The terms: APID, Interactomes, BioGrid, bhf-ucl, InnateDB, InnateDB-All, IntAct, mentha, MINT, InnateDB-IMEx, UniProt and MBInfo were searched for LRRK2 interactions and those described as phosphorylation events were extracted. The direction of phosphorylation was determined by manually curating each entry and referring back to the original study. A fully referenced version of this table is available as supplemental Table 1

More recently, a consortium of researchers reported Rab-8 and Rab-10 as phospho-substrates for LRRK2, a study that again provides a valuable example of the challenges in identifying bona fide interactors (Steger et al. 2016). The Rab proteins were identified using a combinatorial proteomic approach, carrying out an unbiased screen of altered phosphorylation in labelled cells following inhibition of LRRK2 kinase activity with a panel of specific inhibitors. These were then validated using a combination of in vitro and cellular approaches, including the generation of phospho-specific antibodies and artificial mutations. These represent probably the most thoroughly validated substrates for LRRK2 to date (other than LRRK2 itself) and yet—as will be discussed further below—despite this the impact of mutations on phosphorylation of these substrates is not yet completely clear. More recent data have highlighted a range of Rab proteins as being potentially phosphorylated by LRRK2, including Rab-3 A/B/C/D, Rab-12, Rab-35 and Rab-43, in addition to Rab-8 and Rab-10 (Steger et al. 2017). Of these, phosphoregulation of Rab-10 and Rab-12 has recently been replicated by an independent group (Thirstrup et al. 2017).

Distal signalling events

The proximal, immediate signalling events described above have significant consequences downstream in a range of signalling networks and physiological processes. I LRRK2 signalling has been shown in influence autophagy, mitochondrial function, transcription, molecular structural integrity and parts of the immune response. A detailed discussion of the pathways potentially regulated by LRRK2 is beyond the scope of this review; however, there are several excellent recent articles that cover this is area in depth (Wallings et al. 2015; Roosen and Cookson 2016; Kang and Marto 2017).

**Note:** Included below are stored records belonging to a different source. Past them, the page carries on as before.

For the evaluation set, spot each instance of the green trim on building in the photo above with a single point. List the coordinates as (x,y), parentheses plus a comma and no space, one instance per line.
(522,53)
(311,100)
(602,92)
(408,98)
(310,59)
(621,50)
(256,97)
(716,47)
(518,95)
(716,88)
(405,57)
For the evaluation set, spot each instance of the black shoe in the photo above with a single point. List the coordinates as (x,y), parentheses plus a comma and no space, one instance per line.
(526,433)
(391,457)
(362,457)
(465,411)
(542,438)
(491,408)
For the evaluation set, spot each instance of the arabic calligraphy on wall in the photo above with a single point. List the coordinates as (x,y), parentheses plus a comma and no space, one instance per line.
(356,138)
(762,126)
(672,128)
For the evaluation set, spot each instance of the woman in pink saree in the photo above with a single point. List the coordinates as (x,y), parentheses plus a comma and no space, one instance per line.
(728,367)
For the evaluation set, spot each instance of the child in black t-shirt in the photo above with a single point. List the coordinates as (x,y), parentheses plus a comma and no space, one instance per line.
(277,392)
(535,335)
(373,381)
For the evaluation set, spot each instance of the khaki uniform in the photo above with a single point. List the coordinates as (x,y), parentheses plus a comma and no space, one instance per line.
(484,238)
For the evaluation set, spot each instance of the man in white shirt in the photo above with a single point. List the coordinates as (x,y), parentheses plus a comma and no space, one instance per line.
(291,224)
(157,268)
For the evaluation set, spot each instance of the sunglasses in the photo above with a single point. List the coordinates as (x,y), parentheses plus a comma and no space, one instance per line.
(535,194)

In 2006, it was found that LRRK2 likely localises to vesicular and membranous structures within neurons—leading to the suggestion that the protein is involved in regulation of vesicular structures within the brain (Biskup et al. 2006). This suggestion has been further investigated by numerous groups and has expanded to encompass synaptic vesicle trafficking (Cirnaru et al. 2014), endosomal and trans-Golgi sorting (MacLeod et al. 2013; Beilina et al. 2014) and autophagy (Plowey et al. 2008; Alegre-Abarrategui et al. 2009). Of these, autophagy is one of the most intensively studied; however, many aspects of this are still not fully understood. A number of these studies have focused on the expression of G2019S LRRK2 and indicate that this mutation promotes an increase of autophagic vacuoles and other autophagic abnormalities in both SH-SY5Y cells (Plowey et al. 2008) and transgenic mice (Ramonet et al. 2011).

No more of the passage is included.